Why, there's a miserable little war down in Southmain Continent that's been going on for over two centuries."
"That's probably where Dunnan's going to take that army of his," a robot-manufacturing baron said. "I hope it gets wiped out, and Dunnan with it."
"You don't have to go to Southmain; just go to Glaspyth," somebody else said.
"Well, if we don't get a planetary monarchy to keep order, this planet will decivilize like anything in the Old Federation."
"Oh, come, Lucas!" Alex Gorram protested. "That's pulling it out too far."
"Yes, for one thing, we don't have the Neobarbarians," somebody said. "And if they ever came out here, we'd blow them to Em-See-Square in nothing flat. Might be a good thing if they did, too; it would stop us squabbling among ourselves."
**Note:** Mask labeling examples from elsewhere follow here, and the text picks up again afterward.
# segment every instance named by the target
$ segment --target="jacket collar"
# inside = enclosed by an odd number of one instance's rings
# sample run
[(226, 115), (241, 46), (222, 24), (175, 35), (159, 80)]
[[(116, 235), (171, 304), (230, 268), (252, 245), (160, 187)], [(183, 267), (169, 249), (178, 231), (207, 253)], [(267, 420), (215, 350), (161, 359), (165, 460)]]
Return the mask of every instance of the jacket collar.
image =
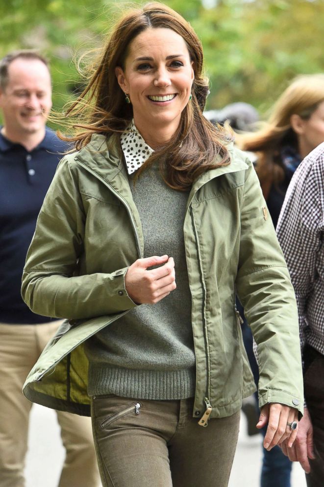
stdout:
[[(232, 142), (227, 149), (231, 155), (231, 162), (207, 171), (194, 183), (190, 196), (193, 195), (206, 183), (223, 174), (246, 170), (249, 166), (245, 162), (244, 153), (234, 148)], [(234, 156), (235, 157), (233, 157)], [(87, 165), (92, 172), (107, 183), (112, 184), (118, 175), (126, 178), (126, 170), (118, 134), (113, 134), (109, 137), (101, 134), (93, 135), (90, 142), (75, 154), (77, 159)], [(115, 188), (119, 190), (119, 185)], [(189, 199), (191, 199), (189, 196)]]

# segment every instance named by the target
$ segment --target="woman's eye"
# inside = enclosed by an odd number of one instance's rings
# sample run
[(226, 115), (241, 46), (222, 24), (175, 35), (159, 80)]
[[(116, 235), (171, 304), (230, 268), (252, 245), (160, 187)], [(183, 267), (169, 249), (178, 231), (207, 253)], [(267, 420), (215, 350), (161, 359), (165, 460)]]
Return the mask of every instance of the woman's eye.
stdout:
[(147, 71), (150, 68), (150, 64), (149, 64), (148, 63), (143, 63), (143, 64), (140, 64), (139, 66), (137, 66), (137, 69), (140, 71)]
[(170, 66), (172, 68), (181, 68), (183, 66), (183, 63), (181, 61), (173, 61)]

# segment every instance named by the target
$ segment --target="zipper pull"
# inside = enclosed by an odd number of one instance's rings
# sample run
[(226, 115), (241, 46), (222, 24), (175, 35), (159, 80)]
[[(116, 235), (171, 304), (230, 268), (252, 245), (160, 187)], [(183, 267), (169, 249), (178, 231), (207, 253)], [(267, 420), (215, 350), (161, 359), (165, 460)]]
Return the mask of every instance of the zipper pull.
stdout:
[(209, 402), (209, 400), (207, 397), (205, 397), (204, 399), (205, 404), (206, 405), (206, 410), (203, 413), (202, 417), (198, 421), (198, 424), (200, 425), (200, 426), (208, 426), (208, 419), (209, 419), (209, 415), (212, 411), (212, 407), (211, 405)]
[(135, 404), (135, 412), (136, 412), (136, 414), (139, 414), (140, 407), (141, 407), (141, 405), (139, 403), (137, 403), (137, 404)]
[(243, 325), (244, 322), (243, 321), (243, 319), (240, 314), (240, 312), (238, 311), (238, 310), (236, 309), (235, 313), (236, 313), (236, 316), (237, 316), (238, 320), (239, 320), (239, 322), (240, 322), (240, 324)]

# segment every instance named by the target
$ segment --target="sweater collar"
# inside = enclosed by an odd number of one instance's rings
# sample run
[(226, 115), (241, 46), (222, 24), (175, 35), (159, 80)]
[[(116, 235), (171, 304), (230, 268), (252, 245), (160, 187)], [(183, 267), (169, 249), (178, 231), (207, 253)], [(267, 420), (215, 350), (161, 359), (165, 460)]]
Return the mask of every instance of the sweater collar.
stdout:
[(139, 169), (154, 152), (136, 128), (134, 119), (121, 135), (121, 145), (128, 174)]

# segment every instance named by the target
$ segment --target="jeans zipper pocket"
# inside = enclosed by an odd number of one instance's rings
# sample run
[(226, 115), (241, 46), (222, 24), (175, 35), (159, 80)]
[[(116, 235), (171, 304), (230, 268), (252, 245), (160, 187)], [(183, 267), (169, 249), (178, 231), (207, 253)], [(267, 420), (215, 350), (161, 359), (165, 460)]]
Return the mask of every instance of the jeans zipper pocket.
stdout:
[(126, 416), (127, 414), (129, 414), (133, 411), (134, 411), (136, 414), (139, 414), (141, 407), (141, 405), (139, 403), (133, 403), (132, 404), (127, 406), (127, 407), (125, 407), (124, 409), (122, 409), (121, 411), (119, 411), (118, 412), (115, 413), (115, 414), (113, 414), (112, 416), (109, 416), (109, 417), (107, 418), (107, 419), (105, 419), (105, 420), (101, 423), (100, 426), (102, 428), (105, 428), (111, 423), (113, 423), (114, 421), (116, 421), (117, 419), (120, 419), (121, 418), (123, 418), (124, 416)]

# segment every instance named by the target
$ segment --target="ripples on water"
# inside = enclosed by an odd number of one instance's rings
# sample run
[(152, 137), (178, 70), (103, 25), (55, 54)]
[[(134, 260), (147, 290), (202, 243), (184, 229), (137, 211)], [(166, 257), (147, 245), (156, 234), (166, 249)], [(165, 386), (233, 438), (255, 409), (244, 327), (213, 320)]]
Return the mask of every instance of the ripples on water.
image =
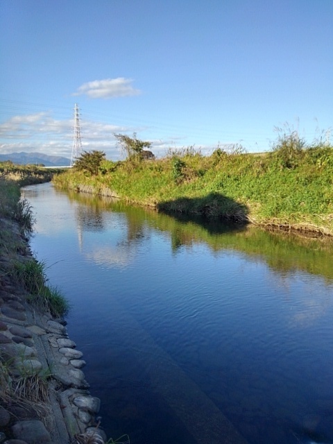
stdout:
[(109, 436), (333, 442), (332, 247), (24, 192)]

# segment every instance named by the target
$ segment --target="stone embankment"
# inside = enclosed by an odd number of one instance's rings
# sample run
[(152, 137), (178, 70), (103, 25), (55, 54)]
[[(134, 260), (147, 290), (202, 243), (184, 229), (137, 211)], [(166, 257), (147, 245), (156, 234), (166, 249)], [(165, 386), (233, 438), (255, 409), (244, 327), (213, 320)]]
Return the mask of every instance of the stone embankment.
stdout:
[[(6, 272), (12, 260), (0, 258), (0, 443), (103, 444), (83, 353), (63, 320), (28, 303)], [(15, 260), (26, 260), (26, 252)]]

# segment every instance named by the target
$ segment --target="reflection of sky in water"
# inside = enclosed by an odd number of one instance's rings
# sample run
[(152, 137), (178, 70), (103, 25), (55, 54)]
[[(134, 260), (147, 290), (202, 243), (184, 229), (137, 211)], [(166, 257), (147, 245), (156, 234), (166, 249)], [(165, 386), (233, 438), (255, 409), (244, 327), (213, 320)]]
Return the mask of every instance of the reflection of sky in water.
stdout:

Harkaman looked at him in surprise. "Just who do you think the Neobarbarians are, anyhow?" he asked. "Some race of invading nomads; Attila's Huns in spaceships?"
"Well, isn't that who they are?" Gorram asked.
"Nifflheim, no! There aren't a dozen and a half planets in the Old Federation that still have hyperdrive, and they're all civilized. That's if 'civilized' is what Gilgamesh is," he added. "These are homemade barbarians. Workers and peasants who revolted to seize and divide the wealth and then found they'd smashed the means of production and killed off all the technical brains. Survivors on planets hit during the Interstellar Wars, from the Eleventh to the Thirteenth Centuries, who lost the machinery of civilization. Followers of political leaders on local-dictatorship planets. Companies of mercenaries thrown out of employment and living by pillage. Religious fanatics following self-anointed prophets."
"You think we don't have plenty of Neobarbarian material here on Gram?" Trask demanded. "If you do, take a look around."